Tutte le proiezioni per gli scenari usati danno un riscaldamento durante il XXI secolo maggiore di quello osservato nel XX secolo.

Queste proiezioni climatiche prevedono che la temperatura media globale superficiale atmosferica nel 2100 potrebbe variare in un range, dipendente dagli scenari applicati e dai modelli usati, da circa 1,1 C a 6,4 C.

Le proiezioni relative all’innalzamento del livello medio globale marino per il 2100 prevedono un range di 0,19 ? 0,58 m, dipendente dagli scenari applicati e dai modelli usati. Rispetto al Tar il valore medio della proiezione dell’innalzamento del livello medio globale marino nel 2100 non è cambiato in maniera sostanziale, mentre il range di variabilità attorno a questo valore medio si è ridotto a causa di un miglioramento nelle metodologie di simulazione usate.

I processi dinamici relativi allo scivolamento del ghiaccio


non sono stati ancora inclusi in questi modelli, ma osservazioni recenti mostrano una maggiore vulnerabilità degli ?ice sheets? al riscaldamento.
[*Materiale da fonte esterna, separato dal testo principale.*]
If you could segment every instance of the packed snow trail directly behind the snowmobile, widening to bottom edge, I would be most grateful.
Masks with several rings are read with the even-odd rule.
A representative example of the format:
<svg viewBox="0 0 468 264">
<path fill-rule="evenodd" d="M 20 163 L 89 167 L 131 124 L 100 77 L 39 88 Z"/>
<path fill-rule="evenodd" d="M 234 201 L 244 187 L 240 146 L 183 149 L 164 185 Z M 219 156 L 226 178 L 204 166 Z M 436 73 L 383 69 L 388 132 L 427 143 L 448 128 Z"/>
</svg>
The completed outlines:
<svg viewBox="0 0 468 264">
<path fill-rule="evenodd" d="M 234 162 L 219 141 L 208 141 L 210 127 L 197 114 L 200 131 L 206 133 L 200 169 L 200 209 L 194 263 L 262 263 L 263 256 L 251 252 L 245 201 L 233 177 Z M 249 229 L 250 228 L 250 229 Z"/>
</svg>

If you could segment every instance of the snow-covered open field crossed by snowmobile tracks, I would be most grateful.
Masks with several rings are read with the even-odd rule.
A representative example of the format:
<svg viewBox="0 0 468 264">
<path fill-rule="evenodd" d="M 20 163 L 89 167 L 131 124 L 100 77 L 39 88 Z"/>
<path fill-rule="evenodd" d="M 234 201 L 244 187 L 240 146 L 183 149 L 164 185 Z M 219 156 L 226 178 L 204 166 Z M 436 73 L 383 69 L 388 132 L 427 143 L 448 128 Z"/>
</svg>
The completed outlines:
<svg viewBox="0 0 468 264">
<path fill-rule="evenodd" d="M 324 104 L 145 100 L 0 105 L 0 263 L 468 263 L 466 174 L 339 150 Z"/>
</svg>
Questo potrebbe contribuire in maniera sostanziale all’innalzamento del livello medio globale marino.

L’aumento di concentrazione atmosferica di CO2 causerà un aumento nella acidificazione degli oceani; secondo queste proiezioni, infatti, il pH oceanico potrebbe ridursi in un range di 0,14 ? 0,35 unità.

Rispetto al Tar le proiezioni climatiche presentano una maggiore affidabilità nella stima delle variazioni delle precipitazioni: esse stimano un aumento di precipitazione alle alte latitudini ed una probabile diminuzione nelle aree subtropicali.

Il ghiaccio marino dovrebbe ridursi ancora di più nell’Artico e nell’Antartide nel corso di questo secolo.

Sarà molto probabile che gli estremi di calore, le onde di calore e gli eventi di intensa precipitazione diventeranno più frequenti.

Secondo queste proiezioni i cicloni tropicali dovrebbero diminuire annualmente di numero, ma diventare più intensi.

La circolazione termoalina dell’Oceano Atlantico che insieme alla Corrente del Golfo è responsabile del clima mite alle alte latitudini dell’Europa occidentale, potrebbe rallentare in questo secolo XXI a causa delle emissioni antropogeniche dei gas ad effetto serra, ma non dovrebbe subire blocchi, che potrebbero avere drammatici effetti climatici, come quelli che sembra siano avvenuti verso la fine dell’ultima glaciazione secondo gli studi paleoclimatici.

A causa delle scale temporali lunghe che caratterizzano la circolazione globale degli oceani, i cambiamenti climatici causati dalle emissioni antropogeniche dei gas ad effetto serra avranno un effetto a lungo termine (molti secoli) sul sistema climatico globale.